In short, if the Israeli experience is any indication, Professor Wegner’s suggestion that a USPTO registration requirement be jettisoned for people who are members of a state bar is eminently sensible. The specter of malpractice and bar association sanctions will be sufficient to ensure competence in representation.
As to the issue of US patent agents handling appeals, interferences and inter partes reexaminations at the USPTO, the potential for malpractice and sanctions from the Office of Enrollment and Discipline (OED) should be sufficient to deter agents who aren’t competent to handle such issues from handling them, at least on their own. In any event, I wonder if this isn’t something of a red herring. I don’t have statistics on the percentage of appeals in which the appellant is represented by an agent as opposed to an attorney, but my suspicion is that it is rather small. Perhaps more to the point, I don’t accept the notion that law school somehow imbues a person with particular wisdom that escapes the mere mortals who are patent agents. Experience counts far more than law school, which is why many law firms won’t let associates sign their own papers for the first year or two. In that respect, an agent working within a firm setting can acquire the experience necessary to properly represent a client in patent office appeals and the like.

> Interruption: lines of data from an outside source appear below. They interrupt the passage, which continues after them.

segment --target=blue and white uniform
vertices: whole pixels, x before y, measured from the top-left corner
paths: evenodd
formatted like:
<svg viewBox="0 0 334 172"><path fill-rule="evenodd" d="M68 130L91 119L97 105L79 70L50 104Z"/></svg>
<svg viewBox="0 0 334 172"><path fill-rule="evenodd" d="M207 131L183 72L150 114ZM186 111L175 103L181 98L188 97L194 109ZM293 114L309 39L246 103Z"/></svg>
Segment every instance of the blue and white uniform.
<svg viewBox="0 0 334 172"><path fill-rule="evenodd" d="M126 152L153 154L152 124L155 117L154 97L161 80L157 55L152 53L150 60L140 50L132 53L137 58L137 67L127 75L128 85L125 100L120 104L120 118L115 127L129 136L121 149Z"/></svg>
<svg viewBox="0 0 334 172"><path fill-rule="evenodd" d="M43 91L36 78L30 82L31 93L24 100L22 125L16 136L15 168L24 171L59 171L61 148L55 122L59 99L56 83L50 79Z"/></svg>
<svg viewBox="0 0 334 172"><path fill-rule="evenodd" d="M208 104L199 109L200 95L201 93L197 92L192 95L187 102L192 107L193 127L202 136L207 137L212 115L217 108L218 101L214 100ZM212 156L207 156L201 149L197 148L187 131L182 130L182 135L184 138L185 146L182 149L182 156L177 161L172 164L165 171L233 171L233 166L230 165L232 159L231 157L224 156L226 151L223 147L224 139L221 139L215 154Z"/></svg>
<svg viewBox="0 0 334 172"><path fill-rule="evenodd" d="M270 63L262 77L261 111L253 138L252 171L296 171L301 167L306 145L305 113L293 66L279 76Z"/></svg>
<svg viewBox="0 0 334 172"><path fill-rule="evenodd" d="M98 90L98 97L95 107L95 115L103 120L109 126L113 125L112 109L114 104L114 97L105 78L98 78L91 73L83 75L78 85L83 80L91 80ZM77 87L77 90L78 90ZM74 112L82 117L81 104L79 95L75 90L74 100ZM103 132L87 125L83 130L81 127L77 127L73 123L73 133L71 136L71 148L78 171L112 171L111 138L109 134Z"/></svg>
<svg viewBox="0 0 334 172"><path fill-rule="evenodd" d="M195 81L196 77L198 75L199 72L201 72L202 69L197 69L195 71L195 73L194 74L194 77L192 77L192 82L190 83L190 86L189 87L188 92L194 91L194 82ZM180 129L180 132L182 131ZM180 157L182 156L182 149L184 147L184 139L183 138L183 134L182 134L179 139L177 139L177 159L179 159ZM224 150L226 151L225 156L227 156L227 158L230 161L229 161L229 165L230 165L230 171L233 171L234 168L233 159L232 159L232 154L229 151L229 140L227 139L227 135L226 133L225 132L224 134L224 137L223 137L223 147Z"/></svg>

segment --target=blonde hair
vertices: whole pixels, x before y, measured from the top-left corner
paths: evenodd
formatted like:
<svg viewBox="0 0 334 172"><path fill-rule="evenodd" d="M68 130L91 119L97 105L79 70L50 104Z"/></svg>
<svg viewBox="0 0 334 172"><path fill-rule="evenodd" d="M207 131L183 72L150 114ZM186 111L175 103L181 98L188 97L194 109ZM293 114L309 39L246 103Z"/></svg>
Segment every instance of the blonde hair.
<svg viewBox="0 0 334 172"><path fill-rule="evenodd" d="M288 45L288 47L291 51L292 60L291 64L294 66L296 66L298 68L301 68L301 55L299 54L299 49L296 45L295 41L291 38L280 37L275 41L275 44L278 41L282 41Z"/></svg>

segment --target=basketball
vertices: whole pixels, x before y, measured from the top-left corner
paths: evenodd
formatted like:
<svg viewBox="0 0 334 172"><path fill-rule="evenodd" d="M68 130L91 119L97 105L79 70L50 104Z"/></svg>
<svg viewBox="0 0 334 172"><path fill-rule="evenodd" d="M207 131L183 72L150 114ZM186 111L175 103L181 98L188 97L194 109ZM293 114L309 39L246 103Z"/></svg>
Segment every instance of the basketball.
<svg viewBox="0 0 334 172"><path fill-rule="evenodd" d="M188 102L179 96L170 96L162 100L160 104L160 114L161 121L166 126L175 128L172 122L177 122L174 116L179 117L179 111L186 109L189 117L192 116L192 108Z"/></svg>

One other point that Professor Wegner made was that under the current system, patent attorneys are subject to two disciplinary bodies, their state bar association and the USPTO’s OED. I agree that in the case of patent attorneys, being subject to state bar discipline alone should be sufficient. Unfortunately, in this matter I can’t draw on any parallels from Israel, because there are no ethics rules for Israel patent agents.
[1] In practice, the ILPTO illegally delegates responsibility for this examination to a third party, but that’s a story for another post.
[2] Like patent agents in Europe and many other places, patent agents in Israel refer to themselves as “patent attorneys”; as an American I prefer to use the term “agent” since for me, “attorney” connotes possession of a law degree.